My Story
I started with LEGO and math. Nothing deep just liked how it felt to build something and solve problems. Nobody pushed me to do it. I just wanted to make something bigger than me. At one point I told people I wanted to work at NASA, not because I understood what that meant, but because I wanted to be around big ideas.
When I was 11, I got curious about how websites worked. My school
blocked right-click and inspect element, so I Googled my way into
view-source://. It felt like peeking behind the
curtain. That was my first real "hack"; not illegal, just curiosity
paired with stubbornness.
At 12, I made a spacebar clicker using JavaScript. It saved your score and everything. I threw it up on a free domain from Freenom and shared it with friends. Was it dumb? Yeah. But it worked.
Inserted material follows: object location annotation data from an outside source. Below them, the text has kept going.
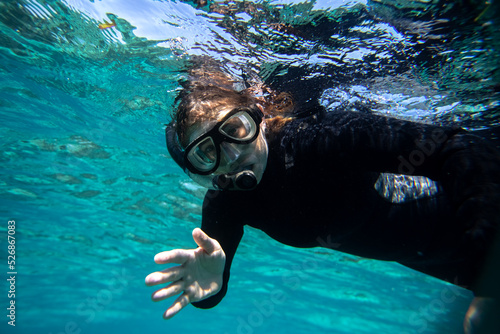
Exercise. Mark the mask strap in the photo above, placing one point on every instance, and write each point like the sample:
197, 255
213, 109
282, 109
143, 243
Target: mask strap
173, 145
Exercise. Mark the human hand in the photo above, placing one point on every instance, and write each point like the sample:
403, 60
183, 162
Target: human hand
198, 277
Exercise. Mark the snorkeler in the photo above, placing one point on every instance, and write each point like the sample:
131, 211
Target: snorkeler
309, 181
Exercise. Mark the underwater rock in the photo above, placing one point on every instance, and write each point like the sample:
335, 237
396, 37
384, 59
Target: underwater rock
87, 193
77, 146
65, 178
22, 192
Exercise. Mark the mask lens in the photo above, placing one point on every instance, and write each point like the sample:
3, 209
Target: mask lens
203, 156
240, 127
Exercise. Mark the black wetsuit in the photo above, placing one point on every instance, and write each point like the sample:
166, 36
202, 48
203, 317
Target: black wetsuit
318, 190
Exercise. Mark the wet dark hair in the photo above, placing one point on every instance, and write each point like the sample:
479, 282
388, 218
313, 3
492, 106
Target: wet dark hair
210, 91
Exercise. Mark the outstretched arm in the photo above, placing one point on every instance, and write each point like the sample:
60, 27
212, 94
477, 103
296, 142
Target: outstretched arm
222, 225
198, 277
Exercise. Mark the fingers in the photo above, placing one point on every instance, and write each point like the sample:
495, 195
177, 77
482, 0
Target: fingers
179, 256
167, 292
164, 276
178, 305
208, 244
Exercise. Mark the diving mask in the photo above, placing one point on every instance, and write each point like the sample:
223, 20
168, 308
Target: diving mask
202, 157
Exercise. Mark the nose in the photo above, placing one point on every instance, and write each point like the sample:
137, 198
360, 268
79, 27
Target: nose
230, 152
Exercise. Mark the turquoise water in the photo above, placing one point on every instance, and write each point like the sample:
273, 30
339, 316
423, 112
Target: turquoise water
94, 195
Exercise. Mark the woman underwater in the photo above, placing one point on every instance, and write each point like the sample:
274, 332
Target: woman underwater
309, 181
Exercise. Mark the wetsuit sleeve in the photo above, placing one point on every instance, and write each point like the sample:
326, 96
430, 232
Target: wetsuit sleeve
218, 223
467, 166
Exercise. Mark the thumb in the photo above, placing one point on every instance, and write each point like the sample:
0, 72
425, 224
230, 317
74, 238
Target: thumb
208, 244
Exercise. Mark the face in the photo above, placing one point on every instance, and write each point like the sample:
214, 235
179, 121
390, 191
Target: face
234, 157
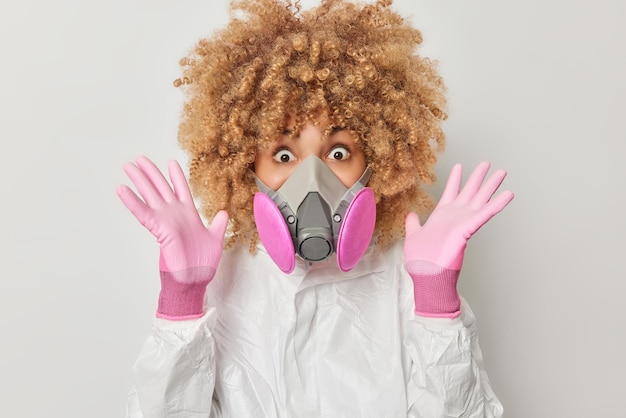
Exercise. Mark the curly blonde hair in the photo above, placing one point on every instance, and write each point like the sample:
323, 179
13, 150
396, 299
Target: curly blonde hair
356, 62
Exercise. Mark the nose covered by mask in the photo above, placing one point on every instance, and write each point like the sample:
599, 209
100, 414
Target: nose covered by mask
314, 215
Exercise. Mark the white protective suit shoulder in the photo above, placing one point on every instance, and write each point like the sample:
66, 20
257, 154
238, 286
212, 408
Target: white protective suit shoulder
315, 343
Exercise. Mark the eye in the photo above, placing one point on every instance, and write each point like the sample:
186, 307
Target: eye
283, 156
339, 153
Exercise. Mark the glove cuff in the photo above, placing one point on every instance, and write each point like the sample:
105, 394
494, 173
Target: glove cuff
434, 289
182, 293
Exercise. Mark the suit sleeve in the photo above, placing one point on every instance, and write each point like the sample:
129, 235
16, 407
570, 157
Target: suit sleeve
175, 371
447, 377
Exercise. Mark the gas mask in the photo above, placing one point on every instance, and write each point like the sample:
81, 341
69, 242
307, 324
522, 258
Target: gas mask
314, 215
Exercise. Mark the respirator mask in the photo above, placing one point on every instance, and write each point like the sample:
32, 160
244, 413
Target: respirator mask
314, 215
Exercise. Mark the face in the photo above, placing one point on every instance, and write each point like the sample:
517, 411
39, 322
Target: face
338, 150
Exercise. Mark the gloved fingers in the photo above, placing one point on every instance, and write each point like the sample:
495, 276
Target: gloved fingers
453, 185
488, 211
472, 185
155, 176
412, 223
219, 224
144, 186
488, 188
181, 187
134, 204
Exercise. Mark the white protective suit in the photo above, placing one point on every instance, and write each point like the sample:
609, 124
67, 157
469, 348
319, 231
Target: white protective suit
315, 343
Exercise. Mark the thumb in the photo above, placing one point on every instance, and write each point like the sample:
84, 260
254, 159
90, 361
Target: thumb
412, 223
219, 223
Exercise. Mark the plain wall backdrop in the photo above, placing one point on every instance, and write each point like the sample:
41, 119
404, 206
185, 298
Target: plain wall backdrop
536, 87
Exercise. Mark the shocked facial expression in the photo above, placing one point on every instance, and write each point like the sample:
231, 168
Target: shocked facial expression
338, 150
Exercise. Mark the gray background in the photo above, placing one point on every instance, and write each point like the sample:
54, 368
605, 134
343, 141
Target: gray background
536, 87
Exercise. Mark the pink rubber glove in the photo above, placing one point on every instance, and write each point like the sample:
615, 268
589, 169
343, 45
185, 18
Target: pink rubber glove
433, 252
189, 252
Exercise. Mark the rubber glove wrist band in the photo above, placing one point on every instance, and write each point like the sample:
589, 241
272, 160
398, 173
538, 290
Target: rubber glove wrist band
434, 289
182, 293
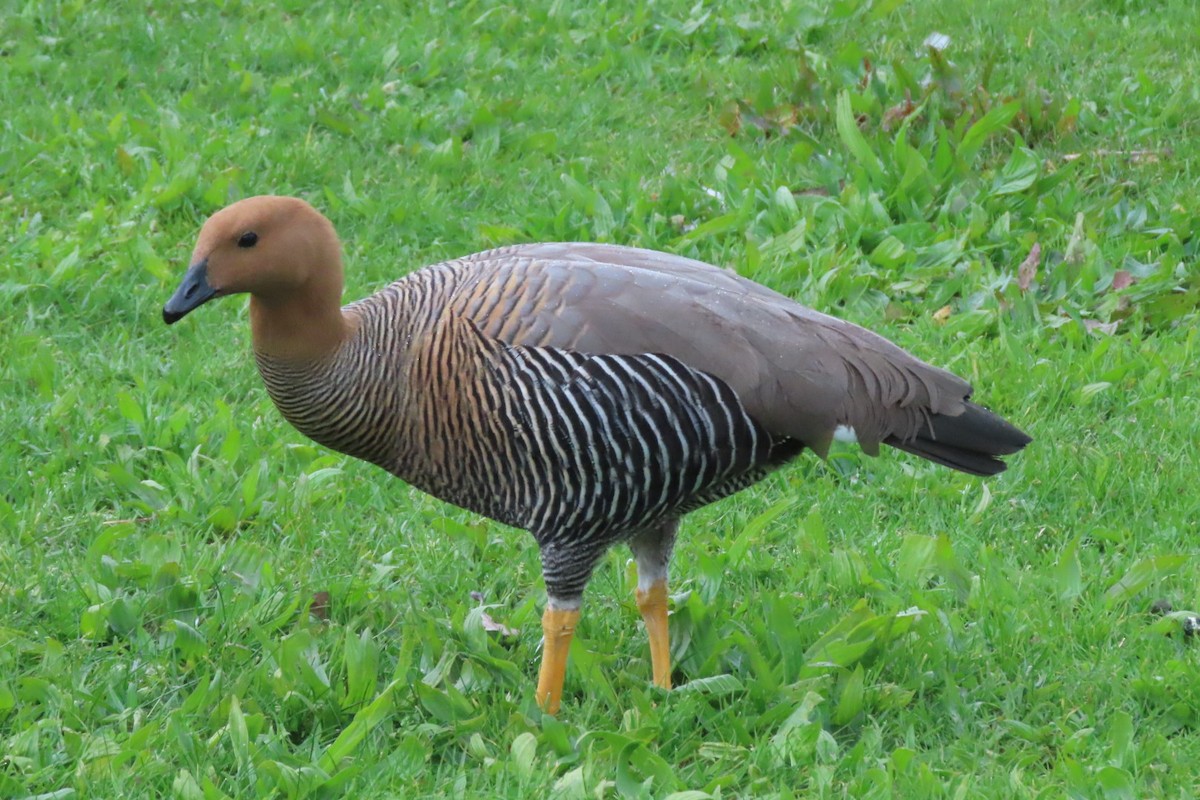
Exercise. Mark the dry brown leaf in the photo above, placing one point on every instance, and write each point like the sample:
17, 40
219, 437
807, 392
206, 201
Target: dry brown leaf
1029, 268
319, 606
499, 627
898, 113
1097, 326
1134, 156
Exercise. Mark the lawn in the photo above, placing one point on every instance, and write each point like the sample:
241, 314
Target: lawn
197, 602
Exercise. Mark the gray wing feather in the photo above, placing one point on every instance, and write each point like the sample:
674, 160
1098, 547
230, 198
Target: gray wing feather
801, 373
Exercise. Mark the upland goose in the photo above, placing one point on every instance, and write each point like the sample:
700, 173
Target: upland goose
588, 394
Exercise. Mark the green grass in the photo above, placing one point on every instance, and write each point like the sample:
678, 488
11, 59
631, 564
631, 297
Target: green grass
857, 627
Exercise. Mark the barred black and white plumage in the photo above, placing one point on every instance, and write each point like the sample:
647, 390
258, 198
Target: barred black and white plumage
588, 394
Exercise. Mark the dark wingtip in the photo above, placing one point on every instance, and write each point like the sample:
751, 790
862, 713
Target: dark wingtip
969, 443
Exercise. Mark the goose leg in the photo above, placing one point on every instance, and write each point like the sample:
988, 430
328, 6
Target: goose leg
565, 570
558, 630
652, 549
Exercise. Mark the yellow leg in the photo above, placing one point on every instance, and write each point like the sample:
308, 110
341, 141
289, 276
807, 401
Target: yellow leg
653, 605
558, 627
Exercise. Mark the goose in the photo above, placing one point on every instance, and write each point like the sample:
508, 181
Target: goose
588, 394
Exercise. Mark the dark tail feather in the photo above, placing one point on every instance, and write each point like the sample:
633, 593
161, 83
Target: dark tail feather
969, 443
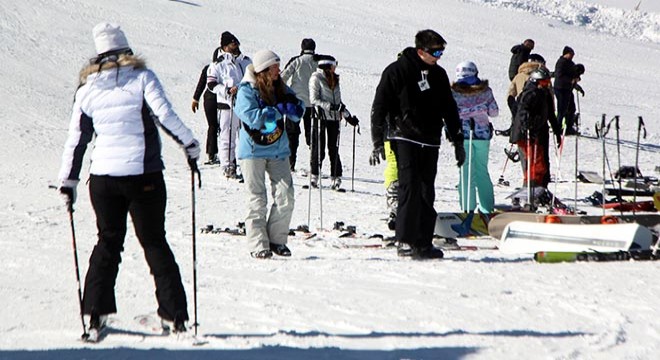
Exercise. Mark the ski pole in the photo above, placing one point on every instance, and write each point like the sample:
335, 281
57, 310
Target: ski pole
640, 126
469, 182
602, 138
575, 173
319, 149
69, 206
194, 169
353, 166
312, 152
530, 163
618, 153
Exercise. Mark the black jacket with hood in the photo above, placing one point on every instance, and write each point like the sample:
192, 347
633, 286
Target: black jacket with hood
406, 112
535, 109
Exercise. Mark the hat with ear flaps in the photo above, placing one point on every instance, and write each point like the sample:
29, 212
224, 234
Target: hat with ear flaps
109, 38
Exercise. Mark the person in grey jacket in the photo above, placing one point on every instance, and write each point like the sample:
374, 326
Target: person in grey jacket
296, 74
122, 104
325, 95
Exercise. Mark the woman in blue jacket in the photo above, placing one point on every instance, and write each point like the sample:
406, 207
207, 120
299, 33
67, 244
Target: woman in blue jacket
262, 102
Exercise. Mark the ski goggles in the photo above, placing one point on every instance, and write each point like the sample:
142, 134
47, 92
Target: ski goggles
543, 82
436, 53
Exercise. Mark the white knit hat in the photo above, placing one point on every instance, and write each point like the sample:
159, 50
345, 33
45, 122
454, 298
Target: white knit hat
466, 69
109, 37
263, 59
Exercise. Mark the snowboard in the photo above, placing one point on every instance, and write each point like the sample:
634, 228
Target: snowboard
497, 224
527, 237
452, 225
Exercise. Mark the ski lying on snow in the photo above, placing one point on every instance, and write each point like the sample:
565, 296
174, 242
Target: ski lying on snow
557, 257
527, 237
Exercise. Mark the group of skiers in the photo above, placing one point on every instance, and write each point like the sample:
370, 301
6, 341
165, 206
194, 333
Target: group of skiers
248, 102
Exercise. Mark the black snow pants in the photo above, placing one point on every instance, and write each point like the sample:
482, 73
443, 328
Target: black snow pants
417, 167
144, 197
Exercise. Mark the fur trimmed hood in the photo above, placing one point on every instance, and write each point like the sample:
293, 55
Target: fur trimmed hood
123, 60
469, 89
528, 67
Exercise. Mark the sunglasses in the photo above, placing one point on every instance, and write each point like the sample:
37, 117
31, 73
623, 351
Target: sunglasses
436, 53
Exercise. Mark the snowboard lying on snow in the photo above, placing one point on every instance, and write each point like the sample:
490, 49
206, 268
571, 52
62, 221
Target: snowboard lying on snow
498, 223
529, 237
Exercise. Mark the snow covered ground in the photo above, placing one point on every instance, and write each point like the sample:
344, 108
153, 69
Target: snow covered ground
327, 301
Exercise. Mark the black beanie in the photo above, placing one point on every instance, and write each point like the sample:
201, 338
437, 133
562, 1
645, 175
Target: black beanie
227, 38
308, 44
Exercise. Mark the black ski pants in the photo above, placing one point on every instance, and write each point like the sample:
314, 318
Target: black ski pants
293, 133
417, 167
211, 113
144, 197
565, 107
329, 130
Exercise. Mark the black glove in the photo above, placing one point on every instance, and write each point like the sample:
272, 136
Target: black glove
68, 191
193, 150
459, 154
377, 153
353, 120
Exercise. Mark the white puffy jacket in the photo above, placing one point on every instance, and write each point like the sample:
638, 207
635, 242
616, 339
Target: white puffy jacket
322, 96
227, 72
122, 106
296, 74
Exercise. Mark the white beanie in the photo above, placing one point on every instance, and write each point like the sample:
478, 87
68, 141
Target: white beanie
263, 59
108, 37
466, 69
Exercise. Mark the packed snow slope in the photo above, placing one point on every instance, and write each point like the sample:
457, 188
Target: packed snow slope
327, 300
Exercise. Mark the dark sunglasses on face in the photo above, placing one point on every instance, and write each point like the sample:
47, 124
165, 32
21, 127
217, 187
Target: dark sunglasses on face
436, 53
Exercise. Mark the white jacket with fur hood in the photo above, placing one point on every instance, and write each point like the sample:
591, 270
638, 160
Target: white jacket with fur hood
122, 104
321, 95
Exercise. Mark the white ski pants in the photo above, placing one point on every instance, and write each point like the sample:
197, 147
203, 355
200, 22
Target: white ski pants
262, 227
228, 136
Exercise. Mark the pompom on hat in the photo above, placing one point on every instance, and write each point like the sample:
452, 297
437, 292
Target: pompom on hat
263, 59
308, 44
109, 37
227, 38
326, 61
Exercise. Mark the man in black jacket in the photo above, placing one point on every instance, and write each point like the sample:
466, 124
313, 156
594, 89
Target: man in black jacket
530, 130
567, 74
414, 98
520, 54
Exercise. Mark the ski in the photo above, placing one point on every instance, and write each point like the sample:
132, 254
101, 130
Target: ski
557, 257
527, 237
498, 223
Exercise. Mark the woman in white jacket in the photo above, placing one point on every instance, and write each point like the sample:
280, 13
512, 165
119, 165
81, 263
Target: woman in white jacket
325, 97
121, 103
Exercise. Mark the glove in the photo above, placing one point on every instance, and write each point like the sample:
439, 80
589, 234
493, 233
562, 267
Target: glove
281, 107
459, 154
377, 154
193, 150
294, 110
68, 191
269, 126
353, 120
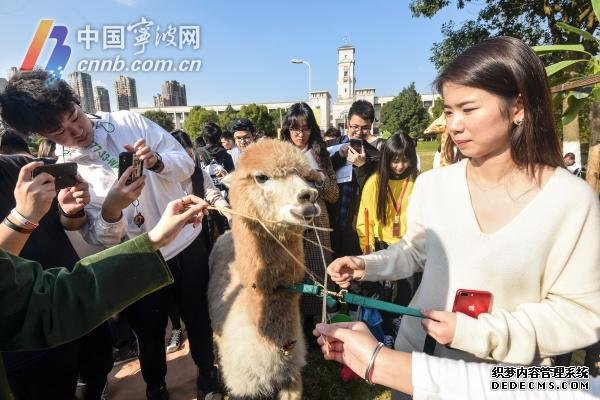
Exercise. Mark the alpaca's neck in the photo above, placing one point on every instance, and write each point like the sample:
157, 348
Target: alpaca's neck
265, 270
263, 262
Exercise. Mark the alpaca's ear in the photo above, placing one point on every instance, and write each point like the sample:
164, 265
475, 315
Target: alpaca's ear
227, 179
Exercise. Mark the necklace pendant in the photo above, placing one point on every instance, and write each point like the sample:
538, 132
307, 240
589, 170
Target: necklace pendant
139, 220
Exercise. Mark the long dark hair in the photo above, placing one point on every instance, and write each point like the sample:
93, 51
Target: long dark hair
316, 143
507, 67
399, 145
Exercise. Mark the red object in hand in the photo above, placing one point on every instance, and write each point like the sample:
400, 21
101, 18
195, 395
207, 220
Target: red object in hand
347, 374
472, 302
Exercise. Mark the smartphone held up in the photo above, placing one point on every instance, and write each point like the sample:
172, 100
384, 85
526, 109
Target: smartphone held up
65, 174
126, 160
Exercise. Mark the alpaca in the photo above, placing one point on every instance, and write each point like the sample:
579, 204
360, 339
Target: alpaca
256, 323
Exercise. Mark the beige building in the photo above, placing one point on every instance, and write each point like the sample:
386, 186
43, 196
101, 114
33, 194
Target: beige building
126, 93
81, 83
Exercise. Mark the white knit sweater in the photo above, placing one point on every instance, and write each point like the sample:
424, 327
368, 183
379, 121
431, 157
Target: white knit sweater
543, 268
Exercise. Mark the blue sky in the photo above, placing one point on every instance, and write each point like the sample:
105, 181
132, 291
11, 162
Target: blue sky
246, 46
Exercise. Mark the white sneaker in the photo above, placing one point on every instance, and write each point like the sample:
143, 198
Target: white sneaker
175, 341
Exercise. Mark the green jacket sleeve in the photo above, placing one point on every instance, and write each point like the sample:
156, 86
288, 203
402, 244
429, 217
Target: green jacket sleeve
41, 309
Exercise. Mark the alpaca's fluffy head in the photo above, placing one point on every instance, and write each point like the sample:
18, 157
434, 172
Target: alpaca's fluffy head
268, 183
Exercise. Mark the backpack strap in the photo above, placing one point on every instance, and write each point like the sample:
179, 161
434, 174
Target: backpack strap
198, 182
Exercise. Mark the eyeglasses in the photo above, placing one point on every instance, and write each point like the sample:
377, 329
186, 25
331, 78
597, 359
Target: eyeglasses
365, 128
244, 139
299, 132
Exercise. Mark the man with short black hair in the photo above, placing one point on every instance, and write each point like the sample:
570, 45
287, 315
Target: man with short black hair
364, 163
213, 150
243, 132
37, 102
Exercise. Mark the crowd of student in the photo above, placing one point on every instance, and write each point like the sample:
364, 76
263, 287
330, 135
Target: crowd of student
506, 217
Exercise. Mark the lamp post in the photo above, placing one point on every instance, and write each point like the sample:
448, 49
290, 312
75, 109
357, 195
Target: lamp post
298, 61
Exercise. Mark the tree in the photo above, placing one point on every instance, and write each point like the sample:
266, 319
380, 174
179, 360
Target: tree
405, 113
161, 118
576, 70
197, 117
533, 21
259, 115
227, 116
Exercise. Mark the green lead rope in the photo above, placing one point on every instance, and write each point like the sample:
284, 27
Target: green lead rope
343, 296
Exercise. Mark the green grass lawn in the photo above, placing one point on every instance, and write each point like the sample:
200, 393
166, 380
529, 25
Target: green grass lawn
322, 381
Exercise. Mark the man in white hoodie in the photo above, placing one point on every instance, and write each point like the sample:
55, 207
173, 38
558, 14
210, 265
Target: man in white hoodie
35, 102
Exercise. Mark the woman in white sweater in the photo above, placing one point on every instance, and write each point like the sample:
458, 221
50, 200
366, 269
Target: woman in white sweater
508, 219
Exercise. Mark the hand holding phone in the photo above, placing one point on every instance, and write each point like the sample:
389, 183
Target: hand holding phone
356, 144
128, 159
33, 196
65, 174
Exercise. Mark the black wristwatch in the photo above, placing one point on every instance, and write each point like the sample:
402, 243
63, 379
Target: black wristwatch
158, 165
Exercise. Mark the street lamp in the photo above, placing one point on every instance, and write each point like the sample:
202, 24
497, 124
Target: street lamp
298, 61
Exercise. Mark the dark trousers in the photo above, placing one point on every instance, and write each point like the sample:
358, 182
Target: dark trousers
148, 316
52, 374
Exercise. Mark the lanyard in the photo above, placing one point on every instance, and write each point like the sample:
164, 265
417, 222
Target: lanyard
398, 205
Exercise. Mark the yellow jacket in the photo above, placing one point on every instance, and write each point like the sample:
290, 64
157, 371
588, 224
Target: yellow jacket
368, 200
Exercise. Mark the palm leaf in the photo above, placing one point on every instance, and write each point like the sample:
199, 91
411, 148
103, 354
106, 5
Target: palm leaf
554, 68
580, 32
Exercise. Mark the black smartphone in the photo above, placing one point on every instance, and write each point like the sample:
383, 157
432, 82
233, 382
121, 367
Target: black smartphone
126, 160
65, 174
356, 144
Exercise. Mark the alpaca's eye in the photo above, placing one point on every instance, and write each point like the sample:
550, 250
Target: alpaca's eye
261, 178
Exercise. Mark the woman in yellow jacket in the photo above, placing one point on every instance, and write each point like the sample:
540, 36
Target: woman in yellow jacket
386, 193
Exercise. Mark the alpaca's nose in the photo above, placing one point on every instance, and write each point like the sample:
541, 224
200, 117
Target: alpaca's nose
307, 196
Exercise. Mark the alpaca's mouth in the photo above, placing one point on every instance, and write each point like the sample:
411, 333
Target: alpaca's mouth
306, 211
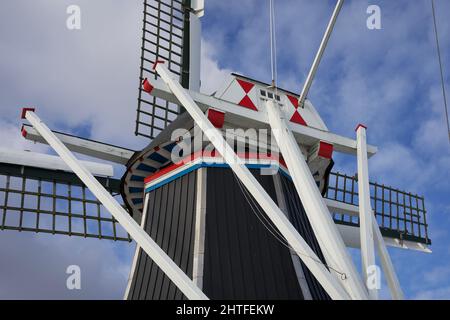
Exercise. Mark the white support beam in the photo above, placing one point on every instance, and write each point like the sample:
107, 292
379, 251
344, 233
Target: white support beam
365, 211
239, 116
83, 146
49, 162
387, 265
179, 278
318, 58
137, 249
325, 229
309, 258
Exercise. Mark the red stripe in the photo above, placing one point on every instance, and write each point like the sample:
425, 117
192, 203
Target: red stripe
216, 117
211, 153
297, 118
293, 100
325, 150
247, 86
246, 102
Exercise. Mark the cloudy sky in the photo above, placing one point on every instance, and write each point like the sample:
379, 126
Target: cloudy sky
85, 82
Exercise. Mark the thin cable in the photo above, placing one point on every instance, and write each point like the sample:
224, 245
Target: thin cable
441, 69
275, 232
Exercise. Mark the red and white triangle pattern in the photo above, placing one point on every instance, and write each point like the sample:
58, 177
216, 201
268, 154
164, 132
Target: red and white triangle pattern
296, 117
246, 102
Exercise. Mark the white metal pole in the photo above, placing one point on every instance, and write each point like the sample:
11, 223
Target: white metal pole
318, 58
179, 278
321, 221
309, 258
138, 248
386, 263
365, 211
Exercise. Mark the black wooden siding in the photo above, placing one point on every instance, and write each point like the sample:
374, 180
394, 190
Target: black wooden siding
171, 223
298, 218
242, 259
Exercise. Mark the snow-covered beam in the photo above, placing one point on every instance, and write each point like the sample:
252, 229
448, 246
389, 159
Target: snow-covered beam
321, 273
142, 238
87, 147
49, 162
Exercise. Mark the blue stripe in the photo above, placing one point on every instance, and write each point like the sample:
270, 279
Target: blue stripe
144, 167
204, 165
158, 158
137, 201
174, 177
137, 178
170, 147
134, 190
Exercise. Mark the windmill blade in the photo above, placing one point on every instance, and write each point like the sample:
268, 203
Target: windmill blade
48, 201
401, 215
169, 29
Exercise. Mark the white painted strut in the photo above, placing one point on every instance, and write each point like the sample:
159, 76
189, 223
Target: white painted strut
309, 258
365, 212
386, 263
179, 278
318, 58
330, 240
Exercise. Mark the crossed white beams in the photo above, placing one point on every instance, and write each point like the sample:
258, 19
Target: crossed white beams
349, 287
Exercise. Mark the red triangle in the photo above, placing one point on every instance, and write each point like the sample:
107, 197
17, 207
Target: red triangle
297, 118
247, 86
294, 101
248, 103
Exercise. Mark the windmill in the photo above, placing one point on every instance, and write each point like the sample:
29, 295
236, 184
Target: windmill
234, 197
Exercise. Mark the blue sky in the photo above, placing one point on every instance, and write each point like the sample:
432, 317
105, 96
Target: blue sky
85, 82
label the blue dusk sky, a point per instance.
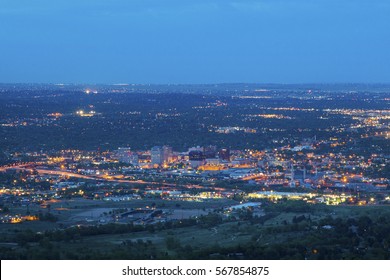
(194, 41)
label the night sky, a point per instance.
(194, 41)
In 2022, I made a cookie-clicker-style game. But mine had a whole material system: wood -> stone -> iron -> steel -> diamonds -> rubies. The upgrades followed that logic too from axe, wood farm, pickaxe, stone miner. I didn't look up a tutorial there was non but there were tutorials teaching diffent parts of the puzzle. I wanted to build it all myself and figure out how logic stacked on top of logic.
That same year, I found out about AI. I didn't just want to use ChatGPT. I wanted to build my own. I started learning Python and built a console-based chatbot using the OpenAI API. It could only answer one question and forgot everything after. From there, I made a multi-question version using Flask and chat completions. It broke constantly. The API would timeout, memory would leak, frontend wouldn't update, but I kept pushing until it worked.
In 2023, I got into home labbing. The school's computers didn't have the power I was seeking, so I used RealVNC to remote into my PC at home. It worked, but was slow. So I got smarter. I hooked up a Raspberry Pi with a proxy to the school network, which let me securely route traffic to my Chromebook. Nothing shady just wanted to access tools the school didn't have.
In 2024, I found ChatGLM-6B, a Chinese open-source LLM that mimicked OpenAI's API format. Cheaper, local, and actually decent. I started running it on my own server, experimenting with how far I could push it on a budget.
That year I also started circuit bending. Cheap toys would break, so I'd open them up, rewire them, add FX chips, and turn them into something new. Then came the ESP32 experiments, sensors, buttons, microcontrollers all mixed up into anything I wanted.